Day 1: Kickoff and stakeholder interviews

We start with a half-day kickoff workshop. The client brings the decision-makers — usually a founder or product lead, an engineering lead if relevant, and whoever owns marketing. We bring the design lead and the engineering lead who'll likely run the project.

The workshop has three sections:

  • Vision and constraints. What does success look like in six months? What's non-negotiable? What's flexible?
  • Users. Who is this for? What do they currently do? What's their alternative if our project doesn't exist?
  • Risks and unknowns. What scares you about this project? Where are the integrations or migrations you're nervous about?

The afternoon is for one-on-one stakeholder interviews. We talk to anyone who'll have to live with the result.

Day 2: Technical and design audit

If the project involves replacing or building on existing systems, we audit them. For a marketing site rebuild, that means crawling the existing site, identifying every page type, and noting performance, SEO, and accessibility issues. For a software project, it means reviewing the existing codebase, the data model, and the deployment story.

We're not yet trying to solve anything. We're inventorying reality.

Day 3: Architecture and design exploration

Now we start sketching. The design lead is exploring layout directions, key page types, and information architecture. The engineering lead is sketching the technical architecture — what's the data model, what services are involved, where are the failure modes.

These are deliberately low-fidelity sketches. We're testing approaches, not committing to any.
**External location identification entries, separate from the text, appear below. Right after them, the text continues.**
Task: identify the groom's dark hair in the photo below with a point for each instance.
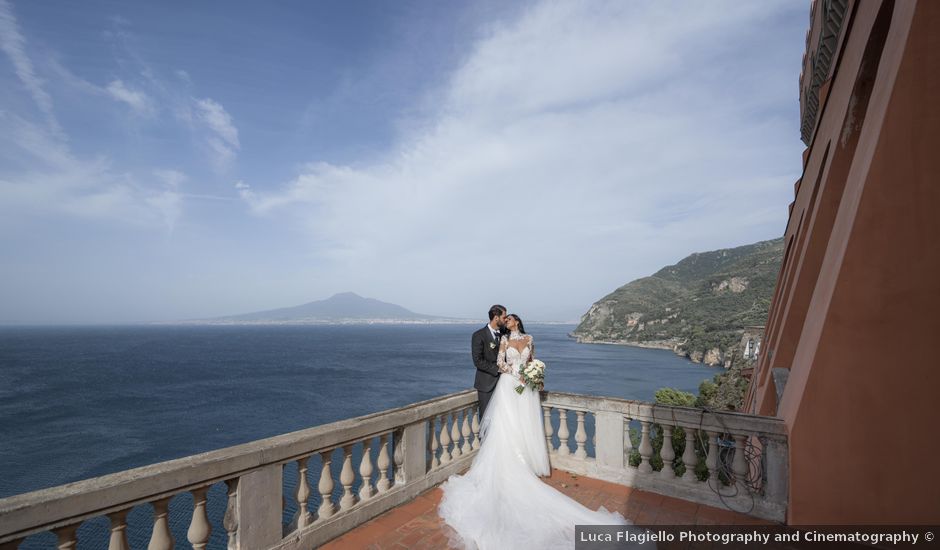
(496, 310)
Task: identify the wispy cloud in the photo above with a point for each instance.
(223, 138)
(13, 45)
(138, 100)
(604, 130)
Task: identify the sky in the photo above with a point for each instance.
(173, 160)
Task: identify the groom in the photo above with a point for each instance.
(484, 348)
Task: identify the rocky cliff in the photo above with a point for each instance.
(702, 307)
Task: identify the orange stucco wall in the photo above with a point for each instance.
(857, 317)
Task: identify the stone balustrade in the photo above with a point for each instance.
(301, 489)
(742, 457)
(361, 467)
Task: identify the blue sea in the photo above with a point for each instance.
(80, 402)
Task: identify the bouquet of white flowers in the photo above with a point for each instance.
(533, 375)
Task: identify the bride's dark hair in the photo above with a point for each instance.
(518, 320)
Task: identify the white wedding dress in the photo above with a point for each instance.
(500, 503)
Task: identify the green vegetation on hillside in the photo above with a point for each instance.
(699, 307)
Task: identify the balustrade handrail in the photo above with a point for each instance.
(686, 417)
(77, 501)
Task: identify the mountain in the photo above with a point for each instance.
(345, 307)
(702, 307)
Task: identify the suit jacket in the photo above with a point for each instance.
(484, 359)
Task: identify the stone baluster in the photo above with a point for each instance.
(230, 519)
(465, 432)
(475, 427)
(118, 540)
(199, 527)
(739, 464)
(399, 455)
(445, 441)
(646, 448)
(302, 516)
(455, 434)
(580, 436)
(547, 414)
(711, 461)
(689, 458)
(326, 509)
(67, 538)
(283, 496)
(667, 453)
(365, 471)
(627, 442)
(346, 479)
(433, 444)
(161, 538)
(384, 462)
(563, 434)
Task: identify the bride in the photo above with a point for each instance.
(501, 502)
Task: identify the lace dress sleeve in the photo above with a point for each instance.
(501, 358)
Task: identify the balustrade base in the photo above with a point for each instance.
(321, 532)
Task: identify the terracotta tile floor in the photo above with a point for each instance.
(417, 525)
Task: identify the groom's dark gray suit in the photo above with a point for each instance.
(485, 349)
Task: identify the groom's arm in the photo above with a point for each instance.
(476, 351)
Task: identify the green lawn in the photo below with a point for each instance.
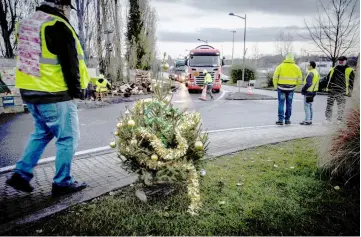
(271, 190)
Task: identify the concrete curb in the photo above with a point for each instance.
(89, 194)
(66, 203)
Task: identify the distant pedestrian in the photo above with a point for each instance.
(208, 82)
(309, 90)
(339, 84)
(50, 73)
(285, 79)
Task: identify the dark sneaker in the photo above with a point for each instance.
(58, 190)
(19, 183)
(279, 123)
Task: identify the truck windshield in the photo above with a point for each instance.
(180, 68)
(205, 61)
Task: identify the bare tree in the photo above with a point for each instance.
(118, 46)
(284, 43)
(81, 5)
(335, 30)
(8, 18)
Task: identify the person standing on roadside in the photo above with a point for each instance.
(309, 90)
(339, 84)
(285, 79)
(50, 73)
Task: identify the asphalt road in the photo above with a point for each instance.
(97, 125)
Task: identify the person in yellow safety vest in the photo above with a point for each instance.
(208, 82)
(50, 72)
(309, 90)
(339, 84)
(285, 79)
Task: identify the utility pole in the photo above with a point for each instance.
(244, 43)
(204, 41)
(233, 32)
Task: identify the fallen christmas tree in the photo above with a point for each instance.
(162, 144)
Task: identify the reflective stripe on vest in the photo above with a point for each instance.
(315, 80)
(101, 86)
(37, 68)
(347, 78)
(208, 78)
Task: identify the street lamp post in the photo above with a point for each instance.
(205, 41)
(244, 43)
(233, 31)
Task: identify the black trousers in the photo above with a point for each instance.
(340, 98)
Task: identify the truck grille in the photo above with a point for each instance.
(200, 79)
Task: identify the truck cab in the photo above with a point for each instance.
(204, 57)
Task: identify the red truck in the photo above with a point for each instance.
(204, 57)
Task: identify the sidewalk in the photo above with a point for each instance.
(103, 172)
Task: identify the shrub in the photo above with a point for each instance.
(236, 74)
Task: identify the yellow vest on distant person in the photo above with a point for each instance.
(37, 68)
(287, 73)
(101, 86)
(347, 78)
(315, 80)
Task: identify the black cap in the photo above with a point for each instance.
(62, 2)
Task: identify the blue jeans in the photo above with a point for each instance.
(308, 111)
(58, 120)
(284, 96)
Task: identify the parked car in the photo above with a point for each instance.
(224, 78)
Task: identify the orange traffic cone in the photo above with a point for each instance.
(204, 93)
(250, 92)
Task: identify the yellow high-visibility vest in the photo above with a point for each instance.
(37, 68)
(287, 73)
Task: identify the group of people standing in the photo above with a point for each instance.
(338, 83)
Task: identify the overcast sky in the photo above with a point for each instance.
(182, 22)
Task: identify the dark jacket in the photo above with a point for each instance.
(307, 85)
(338, 80)
(60, 41)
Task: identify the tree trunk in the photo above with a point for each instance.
(6, 33)
(106, 60)
(99, 38)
The day usually ends with two or three viable directions and a clearer sense of which one fits.

Day 4: Scope, milestones, and budget

This is the hardest day. Based on the previous three, we draft a scope: the exact pages, screens, features, and integrations included. We draft milestones: what's delivered at each checkpoint. And we draft a budget: how many designer-weeks, how many engineer-weeks, what the timeline looks like.

The crucial discipline is being honest about what's not included. The scope document lists exclusions almost as prominently as inclusions. "Multi-language support is not included." "Migration of historical CMS content is not included unless we use the optional migration package."
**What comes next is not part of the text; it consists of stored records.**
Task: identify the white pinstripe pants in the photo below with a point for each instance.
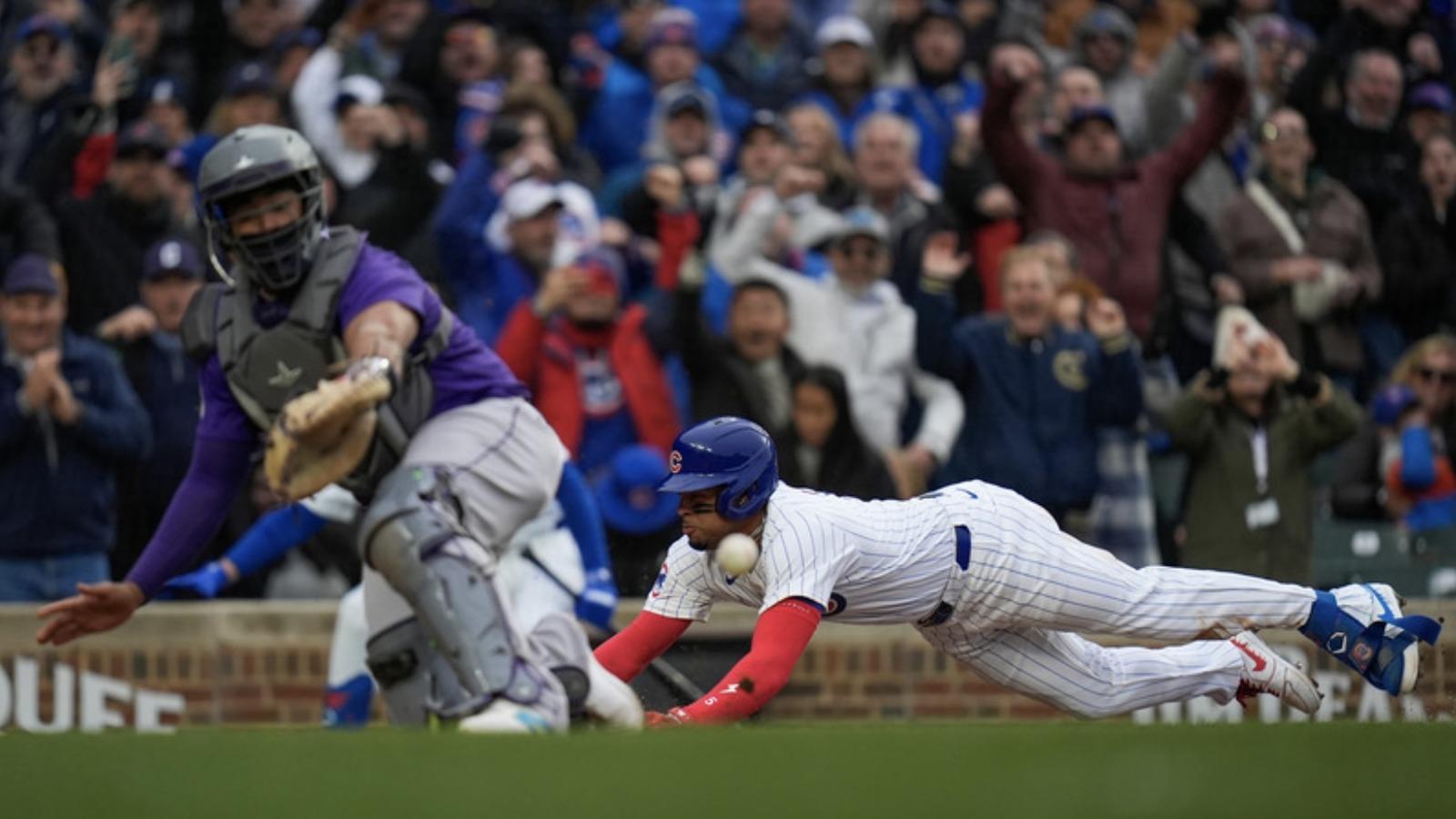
(1030, 586)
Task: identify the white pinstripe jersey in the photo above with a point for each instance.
(861, 561)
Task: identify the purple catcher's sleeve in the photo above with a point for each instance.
(218, 470)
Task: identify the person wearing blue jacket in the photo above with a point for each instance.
(67, 421)
(1034, 392)
(616, 128)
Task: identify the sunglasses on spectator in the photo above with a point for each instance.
(861, 251)
(40, 48)
(1448, 378)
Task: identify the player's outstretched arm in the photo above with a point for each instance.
(640, 643)
(778, 642)
(218, 470)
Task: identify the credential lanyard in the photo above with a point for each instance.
(1259, 443)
If we can't write a scope with confidence, that's the signal that this project should be a retainer or that we need more discovery before quoting.

Day 5: Review, revise, and deliver

The last day is a working session with the client. We walk through the scope document, the milestones, the budget, and the assumptions. They push back. We revise. By the end of the day, we either have a proposal everyone agrees with — or a clear sense of what would need to change.

The deliverable is a single document:

  • Problem statement and project goals.
  • Recommended approach and key decisions.
  • Detailed scope with inclusions and exclusions.
  • Milestones and timeline.
  • Budget and payment schedule.
  • Assumptions and dependencies.
  • What happens after launch (support, retainer, handoff).

Why this works

The week of discovery is almost always cheaper than the cost of getting a project wrong. We've never had a project go badly off-scope when we did this discovery well. We've had several projects go badly off-scope when we skipped it.

The client is paying us for clarity, not just for code and pixels. The scoping week is where most of the clarity gets manufactured.

When we skip it

The exception is small projects — under £15K — where a week of discovery would consume too much of the budget. For those, we run a one-hour scoping call and write a one-page scope. The cost of a misstep on a small project is small enough that the lighter process is the right trade-off.

For everything bigger, the scoping week pays for itself many times over.